Mutharika’s view has always been in tandem with what some monetarists argue that an increase in the money supply will affect mostly prices, not output. Like Mutharika’s thinking, monetarists’ view is that increase in the money supply simply raises inflationary expectations and as a result push nominal interest rates up. Generally speaking, monetarists believe in fixed money supply targets, or in regulation of how much to change the money supply. This is slightly different from the beliefs of Keynesian economists who have faith in more flexibility or discretion instead of being tied to rigid rules and regulations.
While Keynesians would advocate for discretion and flexibility on how we value the Kwacha, Mutharika’s views are nothing but bringing the monetarist assumptions to detrimental extreme.
 The Twister believes that besides our diplomatic gaffes, human rights abuses and violation of our own Constitution, one error of judgement the current administration is making is that of implementing some assumptions of monetarist thinking without considering our context as one of the not-so-rich countries in the world. Our obsession for monetarism, which is persuading those in power to keep on emphasising the role of government in controlling the amount of money in circulation by, among others, tweaking exchange rates is certainly annoying some bilateral and multilateral partners who believe that our stand on the value of the Kwacha is wrong and therefore cannot support us financially.
Had we listened to both local economists and our bilateral donors on the issue of Kwacha value when our economy was ‘booming’ the devaluation would have a positive impact, but like a drunk who becomes financially wiser when he is penniless, the recent devaluation will have some repercussions. The issue is simple - the positive impact of devaluation usually relies on the state of the economy and hence the ill-timed devaluation will lead to inflationary pressures.
The Twister is not alone in doubting the benefits of an ill-timed devaluation. One commentator Ben Sodza shares my fears. “Devaluation of currency for an ailing economy without production capacity for all its consumer goods is bad news because country relies on imported goods to supply its consumers. This means paying in foreign currency to procure the goods. If an economy can manufacture all its consumer goods and have surplus to export, devaluation becomes a joy stick that one plays with to manipulate sales of exported goods to dominate the external market; and in such case the local people are not affected.”
Sodza quizzes: “What does this devaluation affect and what else is devalued at the same time?”  He quickly points out: “All banks saving devalue translating into loss of purchasing power.  Pensions on all retired devalue [which also translates to reduction] of buying power.”
What else is affected? Pension contributed funds devalue, lowering standards of pensions, life cover Insurances devalue and premiums go up.

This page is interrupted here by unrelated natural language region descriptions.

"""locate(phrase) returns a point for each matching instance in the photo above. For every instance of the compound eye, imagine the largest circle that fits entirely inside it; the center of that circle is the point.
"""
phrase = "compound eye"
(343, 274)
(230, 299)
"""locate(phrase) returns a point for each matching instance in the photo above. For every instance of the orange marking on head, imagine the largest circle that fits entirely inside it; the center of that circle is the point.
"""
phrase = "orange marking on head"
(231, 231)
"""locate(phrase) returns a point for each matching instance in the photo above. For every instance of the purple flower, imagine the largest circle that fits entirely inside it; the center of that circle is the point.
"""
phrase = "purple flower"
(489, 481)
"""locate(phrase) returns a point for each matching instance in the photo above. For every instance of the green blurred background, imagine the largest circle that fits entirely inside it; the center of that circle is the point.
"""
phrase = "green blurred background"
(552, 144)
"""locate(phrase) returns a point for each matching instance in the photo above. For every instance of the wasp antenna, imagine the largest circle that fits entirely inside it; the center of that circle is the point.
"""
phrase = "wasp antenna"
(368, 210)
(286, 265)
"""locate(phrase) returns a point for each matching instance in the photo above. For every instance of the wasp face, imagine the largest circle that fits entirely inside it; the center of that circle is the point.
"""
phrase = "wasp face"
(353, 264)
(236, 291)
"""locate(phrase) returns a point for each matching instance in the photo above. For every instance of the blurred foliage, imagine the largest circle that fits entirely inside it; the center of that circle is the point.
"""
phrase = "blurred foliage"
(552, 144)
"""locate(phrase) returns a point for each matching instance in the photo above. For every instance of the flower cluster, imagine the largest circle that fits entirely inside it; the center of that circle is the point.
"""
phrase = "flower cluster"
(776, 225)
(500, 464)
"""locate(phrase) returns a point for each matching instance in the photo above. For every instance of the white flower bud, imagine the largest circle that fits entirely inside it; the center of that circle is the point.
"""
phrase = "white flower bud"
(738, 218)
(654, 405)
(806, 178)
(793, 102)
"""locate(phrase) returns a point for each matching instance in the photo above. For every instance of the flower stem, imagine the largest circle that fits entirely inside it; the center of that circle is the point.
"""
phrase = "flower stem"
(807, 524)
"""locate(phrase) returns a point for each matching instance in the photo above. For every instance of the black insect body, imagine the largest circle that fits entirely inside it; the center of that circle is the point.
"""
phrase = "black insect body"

Furthermore, people in the village and unemployed masses suffer because their money loses buying power and people are in turn impoverished; and Sodza further adds: “Not all employers respond with salary adjustments to match devaluation [as the result] salaries lose value.
The point is that this poorly-timed devaluation may end up being inflationary and will not add much-need benefits to the economy. It is economics of the drunk who becomes wiser when he is totally broke instead of being wiser when his is financially sound. In our case, we seem to see the benefits of devaluation when the economy is plunging into a crisis and we will not reap the benefits that well-calculated devaluations generate. Devaluing the Kwacha when our tobacco is doing so poorly at the Auction Floors, the prices of cotton are also low, IMF, Britain, Germany and many other donors have closed financial taps is just like economics of a drunk of becoming wiser when one is broke.